Consistent read was a new feature that was released at the same time as conditional put and conditional delete. As the name suggests, consistent read addresses problems that arise due to SimpleDB's eventual consistency model (See the Limitations section). Consider the following sequence of operations:

1. Program A stores some data in SimpleDB.
2. Immediately after, A requests the data it just stored.

SimpleDB's eventual consistency guarantee does not allow us to say that the data retrieved in step 2 reflects the updates that were made in step 1. Eventual consistency only guarantees that step 2 reflects the complete set of updates in step 1, or none of those updates.

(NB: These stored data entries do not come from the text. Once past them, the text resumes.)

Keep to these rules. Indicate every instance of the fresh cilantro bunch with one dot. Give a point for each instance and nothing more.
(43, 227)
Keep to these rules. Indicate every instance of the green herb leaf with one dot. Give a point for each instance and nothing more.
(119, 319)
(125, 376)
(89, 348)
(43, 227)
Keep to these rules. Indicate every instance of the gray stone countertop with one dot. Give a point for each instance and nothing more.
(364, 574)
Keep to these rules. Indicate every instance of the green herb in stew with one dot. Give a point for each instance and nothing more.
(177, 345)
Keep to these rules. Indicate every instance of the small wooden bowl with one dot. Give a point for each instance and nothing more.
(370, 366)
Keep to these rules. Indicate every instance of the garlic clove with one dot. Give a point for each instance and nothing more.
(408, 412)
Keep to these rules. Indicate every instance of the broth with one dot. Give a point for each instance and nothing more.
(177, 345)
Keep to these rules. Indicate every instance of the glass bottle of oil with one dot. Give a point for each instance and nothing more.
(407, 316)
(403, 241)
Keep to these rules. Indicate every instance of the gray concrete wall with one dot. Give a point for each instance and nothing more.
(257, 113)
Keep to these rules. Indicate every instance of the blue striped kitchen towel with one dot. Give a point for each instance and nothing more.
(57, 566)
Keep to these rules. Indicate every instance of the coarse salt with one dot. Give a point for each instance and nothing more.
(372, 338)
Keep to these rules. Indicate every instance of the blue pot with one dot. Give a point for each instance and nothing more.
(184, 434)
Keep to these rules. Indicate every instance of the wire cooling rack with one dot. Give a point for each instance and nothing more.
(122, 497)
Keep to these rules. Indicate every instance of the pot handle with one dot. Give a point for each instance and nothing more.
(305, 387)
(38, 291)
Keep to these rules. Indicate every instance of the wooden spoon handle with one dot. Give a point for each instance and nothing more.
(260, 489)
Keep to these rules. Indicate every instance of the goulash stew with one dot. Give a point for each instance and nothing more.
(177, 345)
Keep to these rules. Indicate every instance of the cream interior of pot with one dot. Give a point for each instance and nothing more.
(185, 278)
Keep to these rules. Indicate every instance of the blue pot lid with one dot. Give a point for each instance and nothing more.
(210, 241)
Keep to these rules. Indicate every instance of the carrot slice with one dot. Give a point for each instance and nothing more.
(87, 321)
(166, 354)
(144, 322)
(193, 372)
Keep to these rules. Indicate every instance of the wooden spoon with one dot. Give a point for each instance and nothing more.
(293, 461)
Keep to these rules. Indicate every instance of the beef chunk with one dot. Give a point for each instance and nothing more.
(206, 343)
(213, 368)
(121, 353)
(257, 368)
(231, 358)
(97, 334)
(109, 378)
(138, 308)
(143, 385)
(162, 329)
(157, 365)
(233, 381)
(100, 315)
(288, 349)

A consistent read can be used to ensure that the data retrieved in step 2 reflects changes in step 1.

The reason that inconsistent results can arise when the consistent read operation is not used is that SimpleDB stores data in multiple locations (for availability), and the new data in step 1 might not be written at all locations when SimpleDB receives the data request in step 2. In that case, it is possible that the data request in step 2 is serviced at one of the locations where the new data has not been written.

Amazon discourages the use of consistent read, unless it is required for correctness. The reason for this recommendation is that the rate at which consistent read operations are serviced is lower than for regular reads.

== Relationship to DynamoDB ==

There has been some talk of SimpleDB being superseded by DynamoDB (it is no longer being "iterated on", though Amazon does not plan to remove it). DynamoDB appears to be its successor.